You can search for the reason you’re getting so highly triggered. If you’re tired, get some rest. If you’ve been resentful for a long time, get a book such as “The Dance Of Anger” and learn more assertiveness. If you’re being triggered by something from your past, journal or work with a therapist on just how that’s happening.

When you understand, you’re far more likely to respond well.

2. Be careful if you need to choose to withdraw.

You may need to leave a conversation in order to pull yourself together. You can reveal that you’re having an over-reaction — and that you don’t want to — and state you need time to think things over. You need time to try to understand what’s underneath your reaction so you won’t say or do something impulsive.

“I can feel myself getting angry about this, and I want to try to understand. I’m going to take a break and cool off. But I want to get back to this, because it’s important we be able to talk about it.”

3. State very clearly that you’ll return to the conversation — because it’s important to you to resolve the issue.

This last part is very important — the message that you will be back. Withdrawal can feel very controlling. If you disappear, go into another room, leave the house or immerse yourself in a video game, that can feel terrible to the other person. Saying you want to continue the conversation is a must. Otherwise, they’ll follow you and things are likely to escalate. It’s called an approach/avoidance pattern in psychology.

“I try to leave the room, and he follows me.”

“She won’t leave me alone if I tell her I need some time to think about things.”

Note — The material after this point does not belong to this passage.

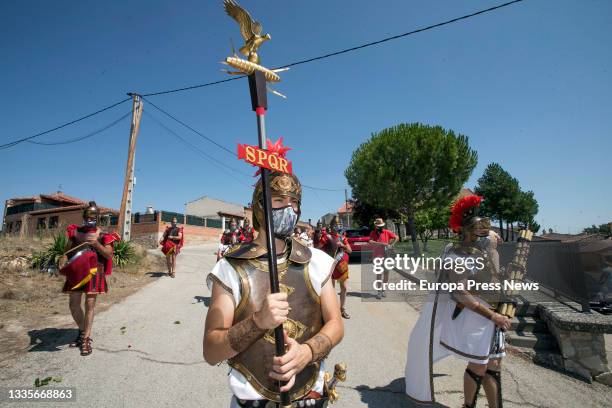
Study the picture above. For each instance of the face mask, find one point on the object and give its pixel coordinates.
(284, 220)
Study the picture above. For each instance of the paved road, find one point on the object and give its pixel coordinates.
(158, 361)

These reactions, which are mostly about fear, can be helped by a simple, “I’ll be back in an hour. And we’ll continue to talk.” Or, “Let’s pick this conversation back up in the morning, when we’re both not so tired.”

By the way, the guy whose wife wanted a separation? He made the decision that he cared more about the marriage than he did his pride. He calmed down, He sat and listened. When they came back the next week, he’d helped her move out. They’d, together, talked to their children. He joined a men’s group and started exercising. She was gone around six months. And when therapy stopped, she’d been back in their home for around three months.

Good things can happen when you think — when you monitor and manage your emotional reactions. And when what you value the most remains your top priority.

Not getting even or getting mad. But understanding. And loving well.